Abderrahmane Ajbour, La grammaire des fleurs sauvages
« Couverte de l’humus silencieux du monde,
Parcourue des rayons d’une araignée vivante,
Déjà soumise au devenir du sable
Et tout écartelée secrète connaissance. »
Yves Bonnefoy
Lorsqu’on est invité à lire dans un imaginaire particulier, les questions fusent quant au lien hypothétique entre les représentations de chacun, entre les visions du monde, de l’homme et des choses des uns et des autres. Le regard s’installe alors dans une dynamique qui sollicite le sens des enjeux mis en avant par l’œuvre. D’emblée s’active la mémoire pour faire revivre les initiales d’un univers fait dans l’ocre de l’argile, le gris des cendres, le rouge du sang ou le blanc de la chaux. Souvenir du commencement de l’œuvre.
C’était dans un atelier de Montreuil, en région parisienne, à l’occasion des « Portes ouvertes des ateliers d’artistes ». Un lieu agité, qui laisse s’esquisser une démarche questionnante et qui expose une palette aux couleurs vives et frétillantes. En somme, un univers où couvaient déjà silencieusement, semble-t-il, l’éclat et la pureté des peintures qui sont données à voir aujourd’hui.
Ici, Abderrahim Yamou va plus loin dans le travail et le fonctionnement du langage pictural. Il poursuit une recherche inédite et une réflexion profonde dont la toile de fond serait composée de ces différents règnes qui régissent les organismes vivants. Le résultat en est ce langage neuf qui allie beauté et pensée ; une métaphore de la vie sur terre et des images intenses où sont projetées des formes qui renvoient au corps et à l’acte de faire, à la végétation, aux micro-organismes et au mouvement.
On peut y lire une démarche réflexive sur l’art et sur la peinture en particulier ; mais aussi une vision singulière formulée dans un hymne au vivant. Un hymne où sont chantés les vertus de l’origine, les mystères de la matière et la noblesse de l’art.
Par les présentes toiles, Yamou aborde la Terre à travers certaines de ses composantes et selon une cosmovision adossée aux valeurs indéfectibles du vivant : la terre comme source ; la terre comme permanence ; et la terre comme devenir. D’où ce souci de figurer des strates dans diverses situations, de la sécheresse d’une argile vivante à l’univers aquatique d’un cadmium, en passant par la dissémination des graines et des spores ou la germination des plantules et autres cotylédons…
L’artiste épie les flores des rêveries et les verdures des paradis et des utopies, il fouille minutieusement dans les composants microscopiques du vivant ; il traduit le geste simple par lequel prennent formes les possibilités de la vie, et aussi par lequel l’art ennoblit celle-ci. Il suggère alors une prédication a-théologique sur le sens du commencement et de l’éternel retour. Cette inspiration traverse essentiellement la captivante série des « Jardiniers ».

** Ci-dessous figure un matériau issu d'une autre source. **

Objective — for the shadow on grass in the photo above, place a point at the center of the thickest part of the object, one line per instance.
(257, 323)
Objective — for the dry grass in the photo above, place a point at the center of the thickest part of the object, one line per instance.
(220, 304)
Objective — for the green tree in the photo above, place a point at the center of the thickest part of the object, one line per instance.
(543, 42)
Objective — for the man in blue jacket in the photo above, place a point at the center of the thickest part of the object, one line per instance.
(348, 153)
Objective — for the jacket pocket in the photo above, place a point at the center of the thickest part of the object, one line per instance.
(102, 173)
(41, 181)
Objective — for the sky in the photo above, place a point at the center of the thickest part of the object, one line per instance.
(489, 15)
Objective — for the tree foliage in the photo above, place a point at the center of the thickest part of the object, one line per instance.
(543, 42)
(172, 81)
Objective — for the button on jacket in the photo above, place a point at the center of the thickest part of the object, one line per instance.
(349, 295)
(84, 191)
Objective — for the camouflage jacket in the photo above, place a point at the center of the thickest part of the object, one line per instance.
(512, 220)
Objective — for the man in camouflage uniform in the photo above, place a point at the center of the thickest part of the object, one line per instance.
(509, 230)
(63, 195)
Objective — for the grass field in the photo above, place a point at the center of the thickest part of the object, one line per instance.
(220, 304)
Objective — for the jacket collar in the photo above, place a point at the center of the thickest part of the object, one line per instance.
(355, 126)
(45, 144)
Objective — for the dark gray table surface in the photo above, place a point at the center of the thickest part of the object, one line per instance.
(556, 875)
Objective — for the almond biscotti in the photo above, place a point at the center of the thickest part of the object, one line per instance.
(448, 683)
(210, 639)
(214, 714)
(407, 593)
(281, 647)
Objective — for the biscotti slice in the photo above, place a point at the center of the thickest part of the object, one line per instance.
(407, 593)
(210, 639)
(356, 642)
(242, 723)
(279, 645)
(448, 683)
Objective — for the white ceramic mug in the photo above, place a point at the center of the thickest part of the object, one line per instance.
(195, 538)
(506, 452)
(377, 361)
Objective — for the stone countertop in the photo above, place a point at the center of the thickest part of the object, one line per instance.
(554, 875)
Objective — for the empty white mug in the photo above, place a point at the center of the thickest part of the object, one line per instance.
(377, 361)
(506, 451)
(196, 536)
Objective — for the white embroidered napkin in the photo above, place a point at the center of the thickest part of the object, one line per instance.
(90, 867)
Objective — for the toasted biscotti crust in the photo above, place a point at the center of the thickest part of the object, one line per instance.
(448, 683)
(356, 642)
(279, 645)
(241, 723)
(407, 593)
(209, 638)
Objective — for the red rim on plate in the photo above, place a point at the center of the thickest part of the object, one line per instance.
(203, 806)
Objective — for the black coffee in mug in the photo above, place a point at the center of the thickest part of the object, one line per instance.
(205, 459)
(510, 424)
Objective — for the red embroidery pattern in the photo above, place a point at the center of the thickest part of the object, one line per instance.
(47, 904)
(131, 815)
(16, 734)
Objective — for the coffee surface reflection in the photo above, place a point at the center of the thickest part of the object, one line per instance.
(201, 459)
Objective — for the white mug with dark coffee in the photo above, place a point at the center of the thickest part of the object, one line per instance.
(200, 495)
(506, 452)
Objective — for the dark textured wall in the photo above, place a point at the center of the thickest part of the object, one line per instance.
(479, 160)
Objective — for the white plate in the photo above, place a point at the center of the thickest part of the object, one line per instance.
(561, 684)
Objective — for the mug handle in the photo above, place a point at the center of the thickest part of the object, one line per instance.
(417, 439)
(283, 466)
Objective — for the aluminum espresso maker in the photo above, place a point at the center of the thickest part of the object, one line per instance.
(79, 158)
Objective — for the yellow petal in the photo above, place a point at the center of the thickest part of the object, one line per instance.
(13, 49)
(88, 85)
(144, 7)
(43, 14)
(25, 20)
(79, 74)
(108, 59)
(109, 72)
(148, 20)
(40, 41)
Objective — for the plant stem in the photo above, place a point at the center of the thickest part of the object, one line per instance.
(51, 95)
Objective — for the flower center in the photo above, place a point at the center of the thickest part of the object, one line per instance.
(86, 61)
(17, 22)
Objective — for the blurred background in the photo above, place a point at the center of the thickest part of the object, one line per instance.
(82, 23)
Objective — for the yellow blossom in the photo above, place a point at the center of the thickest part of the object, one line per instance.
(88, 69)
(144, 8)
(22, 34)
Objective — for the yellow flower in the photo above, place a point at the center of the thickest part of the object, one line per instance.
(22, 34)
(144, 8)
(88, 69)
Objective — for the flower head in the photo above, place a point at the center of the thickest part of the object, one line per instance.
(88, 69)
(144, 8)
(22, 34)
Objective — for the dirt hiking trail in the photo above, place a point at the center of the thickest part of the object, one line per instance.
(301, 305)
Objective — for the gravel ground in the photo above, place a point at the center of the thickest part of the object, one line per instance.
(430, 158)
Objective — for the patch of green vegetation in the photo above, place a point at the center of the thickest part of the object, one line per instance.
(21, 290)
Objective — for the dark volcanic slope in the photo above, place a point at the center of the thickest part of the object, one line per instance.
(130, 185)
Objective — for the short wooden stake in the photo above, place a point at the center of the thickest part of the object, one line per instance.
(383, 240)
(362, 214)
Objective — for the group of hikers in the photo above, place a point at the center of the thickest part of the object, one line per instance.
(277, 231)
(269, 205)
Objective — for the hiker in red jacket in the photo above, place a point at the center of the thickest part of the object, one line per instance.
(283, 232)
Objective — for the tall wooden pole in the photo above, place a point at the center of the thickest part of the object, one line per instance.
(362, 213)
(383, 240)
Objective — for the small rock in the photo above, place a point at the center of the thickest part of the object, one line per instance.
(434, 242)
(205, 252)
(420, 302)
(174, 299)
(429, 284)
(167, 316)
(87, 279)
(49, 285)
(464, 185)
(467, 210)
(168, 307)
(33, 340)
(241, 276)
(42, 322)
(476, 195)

Yamou y figure une partie du tout. Il recourt à une synecdoque vive où se jouent les paramètres de ce que l’on peut appeler chez lui une pensée de l’agencement. Le fond sombre ou bichrome de la toile est investi de volumes et de lignes de couleurs variées ; et qui s’entrecroisent, se distancient ou se frôlent dans une chorégraphie aérienne et lente. Un mouvement à peine temporel. Une scénographie où le motif principal – l’acteur principal doit-on dire – est la main-maitresse, la main qui sème, la main qui compose, la main qui oeuvre, la main créative, la main patiente qui attend la Naissance…
La main – frontière et limite étendues du corps – est cet organe par lequel le « faire » a lieu ; le faire de la pensée, le faire du technique (art, métier). Par cette présence, Yamou rend hommage à l’art du jardin, l’art de l’agencement par excellence, à travers les figures d’Ahmed Louardiri et d’André Le Nôtre. On se souvient de son bel « Hommage à Claude [Monet] » en 2011. Chose admirable que cette filiation en sourdine. L’autre détour est cet « Egg Tree », ou comment faire pousser des oeufs sur un arbre, serait-il un clin d’œil à la force suggestive de l’art surréaliste ?
Quoi qu’il en soit, chacun aurait sa « secrète connaissance » ou non connaissance du vivant, des organismes, de la matière. L’art, lui, a cette façon singulière et unique d’élever le regard vers une conscience supérieure et esthétique de soi et du monde. Opérant ses nouvelles toiles, dans lesquelles les règnes et les organismes se traversent, Yamou écrit un nouveau chapitre dans la lignée des grands maîtres. Il s’écarte des lieux communs pour adhérer à ce sens transcendant de la représentation et de l’imaginaire, à savoir l’art comme acte de sublimer.